I love travel and I get to write about travel tools and services quite a bit. But Irrive is one of my new favorites. Here’s why:

It’s stupidly easy to use. I tested it out with my April trip to Greece. All I had to do once signed up was connect Irrive to any of the following accounts: Facebook, Instagram, Foursquare, Flickr and Twitter. To create a new scrapbook, simply give Irrive the dates of your trip. From there it will automatically suck in any update, status, photo or check-in uploaded during those dates. If you want to delete any of the ones Irrive finds from your scrapbook, you can. You can add itinerary details too — just forward any airline, hotel or restaurant reservations or ticket email to a special Irrive address and the information will be filled into your scrapbook.

It gives needed context to a singular event or experience. I don’t put everything on Instagram because I have random followers who I don’t think need that level of detail about my travels or life. But I also don’t put everything on Facebook for fear of spamming close friends with a stream of my trip photos in their News Feed. Irrive fills in those blanks and captures everything that happened in one place and gives it the context of a single event. This is sorely missing today, and it’s why I liked the idea of Kullect — adding context — but Irrive is so much more effortless on the part of the user, which is key.

It lets you share beyond the confines of each social service. Not all of the people who care about my travels and important life events, like family and close friends, are following me on all these services I use — my dad is on Facebook, but my mom isn’t. My husband doesn’t use Instagram. None of my family is on Foursquare or Twitter. But in approximately 10 minutes I can collect everything that happened on a trip or over a period of time and show real-life important people what I experienced through an emailed link — which everyone can easily access.

It makes a scrapbook and trip slideshow super simple. You actually end up with a tangible product once each time you compile a trip. You don’t have to do anything to make the slideshow — Irrive builds it for you automatically. If you want, you can decide to add or subtract images, and add music. But it’s optional.
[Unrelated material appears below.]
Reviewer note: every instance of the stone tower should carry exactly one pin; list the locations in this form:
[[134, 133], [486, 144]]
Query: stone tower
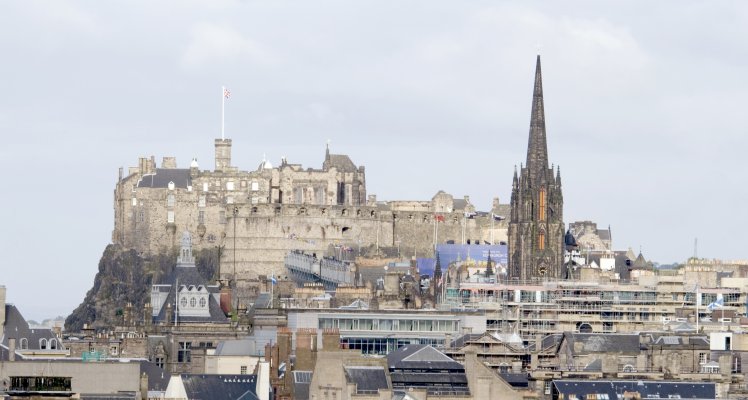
[[536, 228]]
And it literally takes like 10 minutes max to do all of this. iPhoto for iOS has a great Journal feature that will automatically turn your photos into scrapbooks, with maps, dates, memories, weather, etc. But it’s based mainly on photos, and it’s not naturally social.

Irrive is not an app yet — it’s built for the web using HTML5. It was a conscious decision by Cohen and his team to go to the web first, so anyone you’re friends with on Irrive can see and comment regardless of the device they’re using (if you mark it as public). Any user you invite can comment on your scrapbook memories too, even if they’re marked private.

This is cool as is, but the seven-person team behind Irrive is just getting started. Though it’s a sharing and organizing tool for your digital memories now, Cohen says there’s more to come and eventually it’s going to move into more of a planning tool too.